Britse onderzoekers verzamelden de ervaringen met en onderzoeken naar sociale robots zoals Paro, die ingezet worden in verzorgingshuizen. Wat is het effect van een knuffelzeerob, robotkat of robothond op het welzijn en de gezondheid van bewoners? Die vraag is lastig te beantwoorden, blijkt uit de onlangs gepubliceerde studie.
Hoe beïnvloeden 'robopets' de gezondheid en het welzijn van bewoners in verzorgingshuizen, vroegen onderzoekers van de Britse Universiteit van Exeter zich af. Ze doken in negentien eerdere onderzoeken en studies naar sociale robots, waaronder knuffelzeerob Paro, robokat JustoCat en NeCoRo, robohond Aibo en teddybeer CuDDler.
De ‘robopets’ of sociale robots hebben verschillende verschijningsvormen. Een van de bekendste is Paro, een robot in de vorm van een zeehond met een zachte vacht en dito uitstraling. Verwerkt in de robot zitten verschillende sensoren, die geluiden of aanrakingen opmerken en een elektronisch signaal sturen, bijvoorbeeld een spinnend geluid of piepje. Zo lijkt de sociale robot te ‘leven’ en te reageren op mensen.
Observationele data
De bestaande onderzoeken naar sociale robots zijn vooral kwalitatief van aard, met databronnen zoals observaties, interviews met zorgprofessionals en video-opnames van therapie en oefeningen. Bijvoorbeeld een studie met drie therapeuten van een verzorgingshuis waarmee een semi‐gestructureerd interview werd afgenomen en die gevraagd werden om een dagboek bij te houden.

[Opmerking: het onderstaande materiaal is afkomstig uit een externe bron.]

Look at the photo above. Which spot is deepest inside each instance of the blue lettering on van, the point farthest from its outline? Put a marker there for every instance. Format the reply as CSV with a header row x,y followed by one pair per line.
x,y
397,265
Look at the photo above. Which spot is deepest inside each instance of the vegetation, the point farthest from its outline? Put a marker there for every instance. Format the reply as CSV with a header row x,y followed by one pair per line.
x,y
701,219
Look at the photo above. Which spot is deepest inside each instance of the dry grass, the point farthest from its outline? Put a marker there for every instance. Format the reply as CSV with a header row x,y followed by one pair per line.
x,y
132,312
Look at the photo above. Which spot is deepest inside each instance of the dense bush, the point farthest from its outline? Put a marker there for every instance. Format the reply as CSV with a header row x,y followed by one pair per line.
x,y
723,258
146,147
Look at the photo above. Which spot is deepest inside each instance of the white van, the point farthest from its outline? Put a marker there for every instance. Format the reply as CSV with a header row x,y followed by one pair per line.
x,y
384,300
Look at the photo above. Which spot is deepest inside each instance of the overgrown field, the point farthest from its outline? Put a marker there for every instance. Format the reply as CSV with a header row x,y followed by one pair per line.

Kwantitatieve onderzoeken zoals gerandomiseerde studies waarbij een sociale robot als interventie wordt onderzocht (met als controlegroep bijvoorbeeld een gewone knuffel in de vorm van een hond, kat of zeehond), waren in de minderheid. Daarom concluderen de onderzoekers in de meta-studie dat omgang met sociale robots een positief effect kan hebben op aspecten van welzijn, waaronder eenzaamheid, depressie en kwaliteit van leven door bewoners en medewerkers, maar dat er geen statistisch significant bewijs voor deze uitkomsten is. De enige statistisch significant uitkomst in eerder onderzoek was een vermindering van agitatie van bewoners die zeerob Paro gebruikten. In vergelijking met de controlegroep hadden zij minder last van gevoelens van onrust en agitatie.

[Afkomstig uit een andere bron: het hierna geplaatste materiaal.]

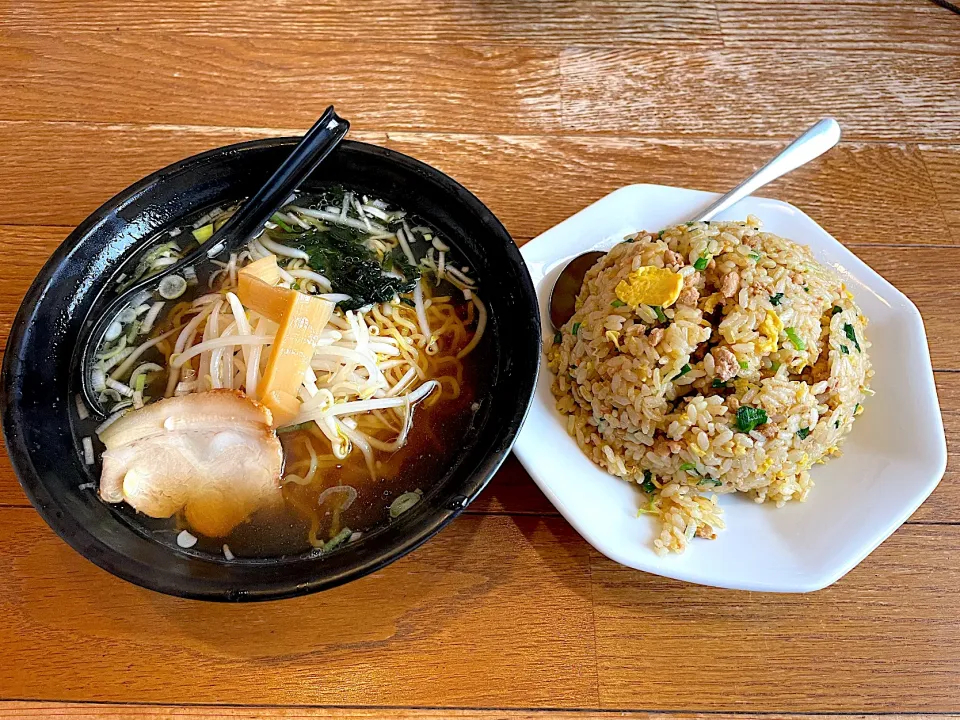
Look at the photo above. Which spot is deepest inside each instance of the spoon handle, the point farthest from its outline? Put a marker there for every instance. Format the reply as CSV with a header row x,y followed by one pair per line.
x,y
812,144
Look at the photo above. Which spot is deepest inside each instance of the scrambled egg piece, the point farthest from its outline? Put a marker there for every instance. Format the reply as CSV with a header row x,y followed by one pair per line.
x,y
769,332
650,286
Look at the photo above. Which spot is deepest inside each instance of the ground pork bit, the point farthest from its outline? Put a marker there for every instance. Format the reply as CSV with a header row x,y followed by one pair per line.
x,y
725,363
730,283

Het plezier om ergens voor te kunnen zorgen, een stimulans om te praten over eigen huisdieren of herinneringen, en een aangename fysieke sensatie worden genoemd als positieve effecten van sociale robots. Maar die waargenomen effecten zijn niet significant en kunnen ook op toeval en persoonlijke voorkeuren berusten.
Negatieve effecten
Niet iedereen heeft een positieve ervaring met sociale robots. Sommige bewoners, medewerkers en familieleden hebben zelfs een afkeer of hekel aan een sociale robot, schrijven de onderzoekers. Ook kunnen er ongewenste of negatieve effecten optreden: bewoners raken angstig omdat ze te gehecht raken aan hun robot-huisdier, de robots zijn duur en er is extra training nodig voor het personeel. Ook zijn medewerkers bang voor infantilisering van hun bewoners.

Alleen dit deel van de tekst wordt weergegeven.